Dada a falta de água doce em toda a ilha, só a partir de 1833 começou a ser explorada a sua riqueza em sal, exactamente em Pedra de Lume, dando assim início ao povoamento, tendo as salinas sido exploradas industrialmente até meados dos anos 80. Depois disso assistimos ao abandono desses equipamentos industriais, agora espalhados em ruínas no interior da cratera, dando ao local uma visão de “cidade fantasma”. Tanto quanto me apercebi, a economia da localidade vive hoje parcialmente do comércio dos grossos cristais de sal das mais diversas cores, vendidos aos turistas, e da venda de bilhetes de visita à cratera aos mesmos turistas.

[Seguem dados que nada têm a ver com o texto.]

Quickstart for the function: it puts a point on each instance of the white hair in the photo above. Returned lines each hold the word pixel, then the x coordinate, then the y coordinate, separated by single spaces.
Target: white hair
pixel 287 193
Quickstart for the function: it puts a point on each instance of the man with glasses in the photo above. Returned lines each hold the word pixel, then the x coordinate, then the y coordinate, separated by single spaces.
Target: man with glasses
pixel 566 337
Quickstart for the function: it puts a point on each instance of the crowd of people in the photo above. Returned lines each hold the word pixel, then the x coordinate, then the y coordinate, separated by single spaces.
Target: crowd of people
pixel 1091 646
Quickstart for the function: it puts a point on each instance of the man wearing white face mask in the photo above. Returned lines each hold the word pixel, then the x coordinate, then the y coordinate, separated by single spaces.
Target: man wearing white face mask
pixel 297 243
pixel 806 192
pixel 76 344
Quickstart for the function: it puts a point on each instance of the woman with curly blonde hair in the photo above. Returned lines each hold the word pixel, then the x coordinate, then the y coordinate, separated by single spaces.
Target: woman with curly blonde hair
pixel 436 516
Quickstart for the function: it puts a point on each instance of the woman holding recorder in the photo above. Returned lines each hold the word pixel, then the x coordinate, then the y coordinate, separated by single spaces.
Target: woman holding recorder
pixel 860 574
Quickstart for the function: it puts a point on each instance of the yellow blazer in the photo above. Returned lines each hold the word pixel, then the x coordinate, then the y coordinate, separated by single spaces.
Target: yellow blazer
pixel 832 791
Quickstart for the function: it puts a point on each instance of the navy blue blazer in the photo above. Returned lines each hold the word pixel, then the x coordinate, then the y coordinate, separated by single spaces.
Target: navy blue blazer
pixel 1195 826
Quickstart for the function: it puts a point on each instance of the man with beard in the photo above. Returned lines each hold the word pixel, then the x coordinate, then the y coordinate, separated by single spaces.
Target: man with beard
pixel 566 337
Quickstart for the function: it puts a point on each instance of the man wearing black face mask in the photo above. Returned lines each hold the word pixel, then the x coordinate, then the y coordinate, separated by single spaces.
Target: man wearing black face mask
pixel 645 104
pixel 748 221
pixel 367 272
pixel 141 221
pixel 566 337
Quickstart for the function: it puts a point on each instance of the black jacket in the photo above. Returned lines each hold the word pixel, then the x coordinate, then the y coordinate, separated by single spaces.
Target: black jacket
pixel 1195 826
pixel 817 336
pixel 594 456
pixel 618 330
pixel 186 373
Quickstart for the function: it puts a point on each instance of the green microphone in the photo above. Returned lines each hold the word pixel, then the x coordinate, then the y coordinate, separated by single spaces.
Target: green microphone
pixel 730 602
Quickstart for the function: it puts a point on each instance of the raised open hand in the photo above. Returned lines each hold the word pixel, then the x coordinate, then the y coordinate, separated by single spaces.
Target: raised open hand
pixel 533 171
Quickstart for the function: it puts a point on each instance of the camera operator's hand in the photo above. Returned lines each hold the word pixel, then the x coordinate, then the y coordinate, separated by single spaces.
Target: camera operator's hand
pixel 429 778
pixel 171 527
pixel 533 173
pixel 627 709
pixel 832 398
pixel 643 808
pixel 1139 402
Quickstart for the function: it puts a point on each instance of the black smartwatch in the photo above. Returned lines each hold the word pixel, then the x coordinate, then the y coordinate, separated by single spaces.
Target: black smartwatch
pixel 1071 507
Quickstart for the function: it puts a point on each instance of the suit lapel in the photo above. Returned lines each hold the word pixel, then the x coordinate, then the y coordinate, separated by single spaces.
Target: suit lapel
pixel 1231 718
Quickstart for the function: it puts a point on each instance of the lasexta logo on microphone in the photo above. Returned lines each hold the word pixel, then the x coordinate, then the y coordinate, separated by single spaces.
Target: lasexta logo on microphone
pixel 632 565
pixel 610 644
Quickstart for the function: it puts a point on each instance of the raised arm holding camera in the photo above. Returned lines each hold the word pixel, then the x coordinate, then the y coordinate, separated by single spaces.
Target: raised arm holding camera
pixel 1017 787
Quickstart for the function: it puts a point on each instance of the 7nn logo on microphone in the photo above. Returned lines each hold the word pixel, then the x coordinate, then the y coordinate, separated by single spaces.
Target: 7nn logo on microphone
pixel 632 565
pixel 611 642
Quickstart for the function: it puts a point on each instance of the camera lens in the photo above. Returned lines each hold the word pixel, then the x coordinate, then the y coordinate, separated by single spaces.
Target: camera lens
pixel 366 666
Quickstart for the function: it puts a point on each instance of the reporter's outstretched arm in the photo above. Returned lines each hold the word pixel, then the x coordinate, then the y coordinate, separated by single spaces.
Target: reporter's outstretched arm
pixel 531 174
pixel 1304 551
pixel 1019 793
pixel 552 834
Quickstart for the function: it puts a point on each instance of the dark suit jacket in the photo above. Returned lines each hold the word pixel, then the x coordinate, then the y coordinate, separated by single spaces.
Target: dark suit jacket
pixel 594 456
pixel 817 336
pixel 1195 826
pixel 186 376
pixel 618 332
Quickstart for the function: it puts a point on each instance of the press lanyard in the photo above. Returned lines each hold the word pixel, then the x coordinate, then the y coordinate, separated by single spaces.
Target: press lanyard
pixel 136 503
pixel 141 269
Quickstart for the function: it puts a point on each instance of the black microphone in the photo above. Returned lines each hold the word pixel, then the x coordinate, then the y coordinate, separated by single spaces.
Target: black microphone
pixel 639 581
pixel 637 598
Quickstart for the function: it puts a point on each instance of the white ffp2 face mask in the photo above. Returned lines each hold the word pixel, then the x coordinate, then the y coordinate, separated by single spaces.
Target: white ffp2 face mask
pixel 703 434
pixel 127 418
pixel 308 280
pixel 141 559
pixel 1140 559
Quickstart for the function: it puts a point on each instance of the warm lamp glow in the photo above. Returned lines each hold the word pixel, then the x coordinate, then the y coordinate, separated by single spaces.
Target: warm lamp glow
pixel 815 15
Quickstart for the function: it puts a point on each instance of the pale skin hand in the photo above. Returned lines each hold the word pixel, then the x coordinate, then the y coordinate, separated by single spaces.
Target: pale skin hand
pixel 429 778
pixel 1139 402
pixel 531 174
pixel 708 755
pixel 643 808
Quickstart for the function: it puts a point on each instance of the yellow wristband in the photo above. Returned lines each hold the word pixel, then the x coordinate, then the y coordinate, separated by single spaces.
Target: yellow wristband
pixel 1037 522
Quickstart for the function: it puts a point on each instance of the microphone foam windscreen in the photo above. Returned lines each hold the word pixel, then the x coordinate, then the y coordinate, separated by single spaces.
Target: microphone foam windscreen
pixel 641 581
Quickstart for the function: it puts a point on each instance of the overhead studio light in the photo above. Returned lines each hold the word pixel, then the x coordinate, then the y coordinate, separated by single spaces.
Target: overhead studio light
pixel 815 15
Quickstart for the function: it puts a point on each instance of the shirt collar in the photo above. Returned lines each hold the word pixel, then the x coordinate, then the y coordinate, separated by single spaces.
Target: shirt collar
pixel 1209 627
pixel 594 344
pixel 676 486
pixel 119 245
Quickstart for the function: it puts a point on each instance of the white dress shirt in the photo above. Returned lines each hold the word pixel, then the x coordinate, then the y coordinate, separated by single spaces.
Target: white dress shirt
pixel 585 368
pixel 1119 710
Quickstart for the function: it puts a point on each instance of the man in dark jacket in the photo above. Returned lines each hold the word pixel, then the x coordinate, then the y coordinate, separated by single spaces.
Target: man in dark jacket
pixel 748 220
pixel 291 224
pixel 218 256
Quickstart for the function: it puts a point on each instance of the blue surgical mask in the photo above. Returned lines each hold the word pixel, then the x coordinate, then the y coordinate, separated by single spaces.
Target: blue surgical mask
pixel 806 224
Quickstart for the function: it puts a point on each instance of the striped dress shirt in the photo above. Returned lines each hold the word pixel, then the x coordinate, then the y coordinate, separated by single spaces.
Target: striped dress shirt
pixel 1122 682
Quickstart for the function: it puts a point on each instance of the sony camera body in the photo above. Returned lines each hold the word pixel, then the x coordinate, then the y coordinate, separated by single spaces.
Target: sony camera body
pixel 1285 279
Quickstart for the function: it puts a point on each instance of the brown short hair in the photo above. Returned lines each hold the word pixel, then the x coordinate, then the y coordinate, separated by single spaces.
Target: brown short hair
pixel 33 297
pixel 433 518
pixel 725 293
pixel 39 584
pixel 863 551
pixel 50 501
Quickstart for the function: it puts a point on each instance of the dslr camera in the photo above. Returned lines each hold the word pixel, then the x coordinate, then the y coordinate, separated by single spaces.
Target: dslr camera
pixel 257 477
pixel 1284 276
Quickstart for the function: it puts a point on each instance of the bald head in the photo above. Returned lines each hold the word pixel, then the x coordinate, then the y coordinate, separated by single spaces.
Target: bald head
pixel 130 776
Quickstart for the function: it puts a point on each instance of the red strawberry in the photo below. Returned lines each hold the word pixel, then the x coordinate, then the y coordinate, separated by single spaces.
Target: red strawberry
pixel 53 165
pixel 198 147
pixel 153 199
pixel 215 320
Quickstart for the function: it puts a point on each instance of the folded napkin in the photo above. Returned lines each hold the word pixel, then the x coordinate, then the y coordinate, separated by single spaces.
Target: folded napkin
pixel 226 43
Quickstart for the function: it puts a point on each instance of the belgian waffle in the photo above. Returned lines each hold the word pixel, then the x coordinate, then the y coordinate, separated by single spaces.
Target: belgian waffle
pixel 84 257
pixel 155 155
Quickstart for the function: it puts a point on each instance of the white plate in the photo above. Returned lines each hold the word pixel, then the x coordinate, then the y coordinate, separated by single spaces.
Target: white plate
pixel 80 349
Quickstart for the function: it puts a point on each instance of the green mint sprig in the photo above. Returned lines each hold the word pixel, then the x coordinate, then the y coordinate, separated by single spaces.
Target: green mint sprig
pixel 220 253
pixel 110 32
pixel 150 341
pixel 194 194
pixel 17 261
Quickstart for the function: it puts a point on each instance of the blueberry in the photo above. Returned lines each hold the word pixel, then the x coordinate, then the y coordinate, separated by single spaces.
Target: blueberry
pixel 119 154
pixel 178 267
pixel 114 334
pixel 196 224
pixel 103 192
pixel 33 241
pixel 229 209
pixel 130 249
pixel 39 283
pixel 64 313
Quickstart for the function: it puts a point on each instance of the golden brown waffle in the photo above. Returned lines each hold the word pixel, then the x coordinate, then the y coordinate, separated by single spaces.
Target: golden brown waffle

 A outra fonte de riqueza, a pesca, é de carácter artesanal, como aliás noutras localidades da ilha, especialmente valorizada pelo aeroporto “Amílcar Cabral”, na vila de Espargos, onde um grande mercado comercializa os produtos locais.
Também viveiros de lagostas contribuem para alguma melhoria das condições económicas do Sal, assim como a construção na vila de Santa Maria, de numerosas unidades hoteleiras de qualidade exploradas maioritariamente por estrangeiros, obviamente fora das possibilidades económicas dos cabo-verdianos, que as frequentam com o seu trabalho, como empregados de manutenção, limpeza e restauração e, na melhor das hipóteses, guias turísticos e comerciantes de recordações. 


Para suprir a falta de água doce, uma unidade de desalinização da água do mar foi construída.
É claro que estamos perante um turismo de mar, praia e desportos náuticos, que se desenrolam numa paisagem marítima deslumbrante. Mais dependente do que o restante arquipélago das contraditórias benesses do turismo, a ilha do Sal é um exemplo notável da capacidade de sobrevivência e da inteligência de um jovem povo contra todas as dificuldades de uma natureza difícil.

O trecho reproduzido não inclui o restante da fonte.